Hoy es Blue Monday, el nombre no oficial de lo que se cree que es el día más deprimente del año.
Según The Telegraph, alrededor de uno de cada cinco británicos exhibe síntomas de depresión en algún momento, y las prescripciones de antidepresivos alcanzaron un máximo histórico en 2018.
Según los informes, el término Blue Monday fue acuñado por los especialistas en marketing de Sky Travel en 2005 a raíz de una investigación del Dr. Cliff Arnall, quien calculó que el tercer lunes de enero fue el más deprimente del año.
Pero algunos expertos en salud mental lo han descartado como un eslogan publicitario, diciendo que trivializa la depresión.
¿Qué es Blue Monday?
El Lunes Azul cae el tercer lunes de enero, cuando aparentemente es más probable que se sienta frío, pobre, infeliz y soñando despierto con anhelo durante una semana bajo el sol.

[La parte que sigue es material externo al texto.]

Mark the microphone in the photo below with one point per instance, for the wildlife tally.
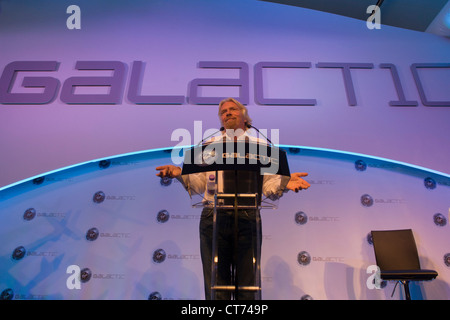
(250, 126)
(221, 129)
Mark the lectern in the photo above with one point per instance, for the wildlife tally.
(235, 178)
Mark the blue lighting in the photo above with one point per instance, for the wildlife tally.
(314, 149)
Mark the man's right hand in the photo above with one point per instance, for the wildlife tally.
(168, 171)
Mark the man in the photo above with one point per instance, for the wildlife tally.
(235, 120)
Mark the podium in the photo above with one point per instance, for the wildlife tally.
(235, 180)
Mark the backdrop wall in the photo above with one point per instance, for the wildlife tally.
(135, 73)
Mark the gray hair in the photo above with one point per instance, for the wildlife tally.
(243, 109)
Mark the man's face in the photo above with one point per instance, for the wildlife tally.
(231, 116)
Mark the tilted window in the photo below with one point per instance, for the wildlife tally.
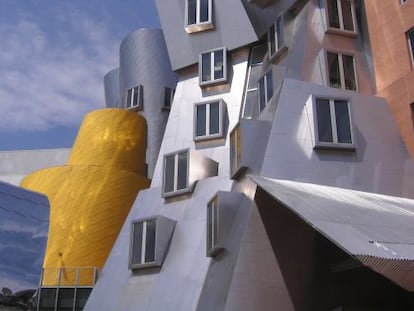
(209, 120)
(176, 172)
(341, 70)
(134, 98)
(213, 67)
(199, 15)
(168, 98)
(149, 241)
(275, 37)
(333, 124)
(265, 86)
(341, 15)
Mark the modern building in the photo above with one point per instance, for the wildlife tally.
(279, 158)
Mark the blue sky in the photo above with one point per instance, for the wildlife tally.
(53, 56)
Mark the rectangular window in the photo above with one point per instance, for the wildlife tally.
(333, 123)
(410, 36)
(265, 87)
(143, 242)
(275, 37)
(341, 70)
(341, 15)
(208, 120)
(213, 67)
(168, 98)
(175, 173)
(212, 227)
(134, 98)
(198, 15)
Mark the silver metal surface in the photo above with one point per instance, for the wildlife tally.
(376, 229)
(24, 222)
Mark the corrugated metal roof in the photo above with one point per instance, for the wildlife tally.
(376, 229)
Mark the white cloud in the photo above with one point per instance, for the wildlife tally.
(54, 76)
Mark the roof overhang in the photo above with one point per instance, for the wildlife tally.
(377, 230)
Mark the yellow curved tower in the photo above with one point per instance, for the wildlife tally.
(91, 196)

Según la psicología popular, una combinación de factores, incluidos los termómetros de inmersión, las deudas, la tristeza posterior a la Navidad y el probable fracaso de sus propósitos de Año Nuevo, hacen del Blue Monday la tormenta perfecta para los sentimientos de tristeza y fatalidad. Aquellos pagados antes del día de Navidad en diciembre también se ven obligados a esperar aún más para su próximo día de pago.
¿De dónde viene la expresión?
La frase Blue Monday ha sido tan difundida en los medios de comunicación que se podría suponer que tiene alguna raíz académica. Sin embargo, en realidad se acuñó en 2005, como parte de una campaña publicitaria de Sky Travel.
El canal dijo que los expertos habían ideado una fórmula para calcular científicamente el día deprimente del año. Desde entonces, otras marcas se han subido al tren para promocionar todo, desde refrescos hasta ropa nueva como antídoto.
¿Hay algo de verdad?
En una palabra, no. A pesar de los innumerables artículos de los periódicos que sugieren formas en las que podría «vencer la tristeza» en «el día más deprimente del año», no hay ninguna base psicológica para sentirse particularmente triste hoy.
Cliff Arnall, el «gurú de la felicidad autónomo» que ideó la fórmula para la promoción original de Sky Travel en 2005, también dice que el «Lunes Azul» debe tomarse con una cucharada de sal.
“Hubo estos factores que señalaron al tercer lunes de enero como particularmente deprimente”, explicó en 2010. “Pero no es particularmente útil decirlo y decir ‘estás allí’. Es casi una profecía autocumplida ”.
Sin embargo, el fenómeno más amplio del blues de enero tiene una base lógica.
El profesor Ed Watkins, del Centro de Trastornos del Estado de Ánimo de la Universidad de Exeter, explica que las expectativas culturales de diversión festiva y la superación personal de Año Nuevo pueden generar sentimientos de insuficiencia. «Para las personas que están aisladas o que encuentran estas actividades difíciles por cualquier motivo, este marcado contraste puede hacerlas sentir inadecuadas y deprimidas», dice.
«Si a eso se le suma el viento, la lluvia y el frío, las deudas navideñas y las resoluciones fallidas de Año Nuevo, no es de extrañar que la gente se sienta miserable y deprimida en esta época del año».
Ser más activo física y mentalmente y evitar los patrones de pensamiento negativos puede ayudar a deshacerse del sentimiento.
Aunque hay poco apoyo científico para la existencia del «Lunes Azul», ha demostrado ser una valiosa oportunidad anual para iniciar una conversación sobre la salud mental.
«A la depresión no le importa qué día es», tuiteó Mind, una organización benéfica de salud mental, esta mañana, con un enlace a sus recursos para aquellos que luchan contra el mal humor.
Mientras que otra organización benéfica, la Mental Health Foundation, utilizó Blue Monday como un trampolín para fomentar «actos de bondad al azar» que podrían mejorar el bienestar del destinatario, como llamar a un amigo o dejarle una nota sorpresa.